Proteção solar no Verão: os erros comuns que comprometem a proteção que você pensa ter
(6 minutos de leitura)
Introdução
Você usa protetor solar todos os dias de Verão e, mesmo assim, volta da praia com a pele mais escura do que devia? Não está sozinho. A maior parte das pessoas que aplica protetor solar não está, na prática, protegida com o FPS que está escrito no rótulo. E a razão não tem nada a ver com a qualidade do produto - tem a ver com a forma como ele é usado. Neste artigo, a equipa farmacêutica da Farmácia 24 reúne os erros mais frequentes na proteção solar, explica porque acontecem e mostra o que a ciência recomenda para os corrigir.
Porque vale a pena dedicar cinco minutos a este tema
A proteção solar não é um capricho estético de Verão. É uma medida de saúde pública com impacto direto na incidência de cancro de pele, no envelhecimento cutâneo e na qualidade de vida a longo prazo. Talvez pense que, com tanto sol, Portugal esteja entre os países europeus mais afetados por cancro de pele. Na realidade, os números colocam-nos entre os mais baixos do continente - ao contrário de países nórdicos, onde a pele naturalmente mais clara da população se combina com hábitos de exposição solar intensa e concentrada, sobretudo em época de férias. Isto não significa que possamos baixar a guarda. Significa apenas que o risco em Portugal está mais ligado à exposição contínua ao longo do ano do que a episódios pontuais - e que os erros de aplicação do protetor solar continuam a comprometer a proteção de qualquer pele, seja em Lisboa ou em Oslo.

O impacto vai muito além de uma queimadura
Uma exposição solar mal gerida tem consequências que ultrapassam o desconforto de um dia. A nível físico, o dano UV acumula-se ao longo da vida e está diretamente ligado ao fotoenvelhecimento - rugas precoces, manchas, perda de elasticidade - e ao risco de cancro cutâneo, cuja incidência tem vindo a aumentar de forma consistente na Península Ibérica ao longo das últimas décadas. A nível emocional, queimaduras solares e manchas de hiperpigmentação afetam a autoestima e podem gerar ansiedade em relação à exposição de peles mais sensíveis, sobretudo em quem já teve reações graves. No plano laboral, quem trabalha ao ar livre - construção, agricultura, desporto - enfrenta um risco cumulativo muito superior à média, com implicações em produtividade quando surgem queimaduras ou dermatites.

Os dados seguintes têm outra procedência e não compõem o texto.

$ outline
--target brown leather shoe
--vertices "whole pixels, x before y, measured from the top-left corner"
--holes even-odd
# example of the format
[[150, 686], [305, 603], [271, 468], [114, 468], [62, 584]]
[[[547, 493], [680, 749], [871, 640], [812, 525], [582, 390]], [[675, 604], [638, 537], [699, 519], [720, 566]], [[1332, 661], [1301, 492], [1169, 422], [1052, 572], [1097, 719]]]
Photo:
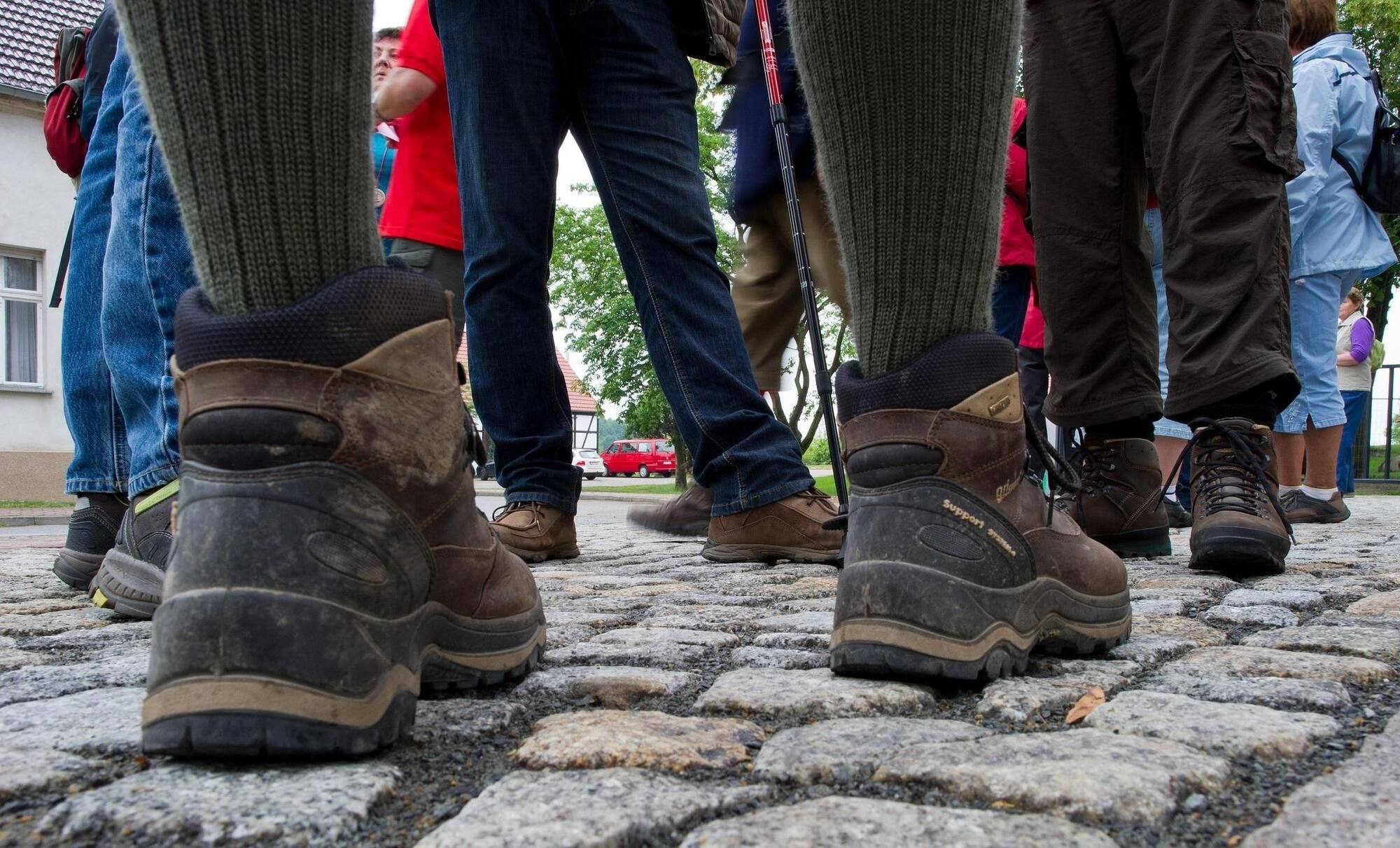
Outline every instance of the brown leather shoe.
[[1075, 455], [1082, 486], [1056, 500], [1091, 539], [1120, 557], [1168, 557], [1172, 532], [1162, 469], [1148, 439], [1086, 438]]
[[1292, 529], [1278, 500], [1273, 431], [1246, 418], [1191, 425], [1190, 567], [1282, 574]]
[[1128, 638], [1123, 561], [1025, 476], [1032, 438], [1053, 477], [1074, 481], [1026, 427], [1015, 367], [1004, 339], [967, 333], [878, 378], [854, 362], [837, 375], [851, 500], [836, 673], [1002, 677], [1036, 646]]
[[491, 516], [491, 529], [508, 551], [526, 563], [578, 556], [574, 516], [549, 504], [505, 504]]
[[714, 493], [704, 486], [692, 486], [657, 507], [633, 507], [627, 521], [648, 530], [659, 530], [672, 536], [704, 536], [710, 532], [710, 508], [714, 507]]
[[452, 350], [441, 285], [398, 269], [245, 315], [181, 299], [147, 753], [360, 754], [413, 726], [421, 686], [535, 666], [543, 607], [476, 509]]
[[715, 563], [830, 563], [841, 558], [841, 532], [823, 525], [836, 501], [815, 488], [734, 515], [710, 519], [701, 556]]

E, no plano relacional, não é raro que more o desconforto de dor ao toque ou a necessidade de evitar atividades de família ao ar livre depois de uma exposição mal calculada.
Sinais de que a pele está a sofrer mais do que devia
Vale a pena reconhecer os sinais precocemente:
- Vermelhidão que aparece horas depois da exposição e que dói ao toque;
- Sensação de calor na pele mesmo depois de sair do sol;
- Descamação nos dias seguintes a uma exposição mais intensa;
- Manchas escuras que não desaparecem com o fim do Verão;
- Comichão persistente, sobretudo em zonas pouco habituadas ao sol;
- Aparecimento ou alteração de sinais (forma, cor, tamanho) - este último é sempre motivo para consulta.
Os erros que mais comprometem a proteção solar
Aplicar pouco produto
Este é, de longe, o erro mais estudado. Os testes de FPS em laboratório usam uma quantidade de referência de 2 mg por cm² de pele - o que, na prática, corresponde a cerca de 36 gramas para o corpo todo de um adulto numa única aplicação. Estudos que mediram o comportamento real dos consumidores encontraram quantidades muito abaixo disso: um estudo em contexto de prevenção de cancro de pele registou uma mediana de aplicação de apenas 0,79 mg/cm², menos de metade do necessário para obter o FPS indicado no rótulo. Um protetor solar de FPS 50 aplicado dessa forma pode, na prática, oferecer uma proteção efetiva muito mais próxima de um FPS 8 a 10. Ou seja: o número no frasco só é válido se a quantidade aplicada for a correta.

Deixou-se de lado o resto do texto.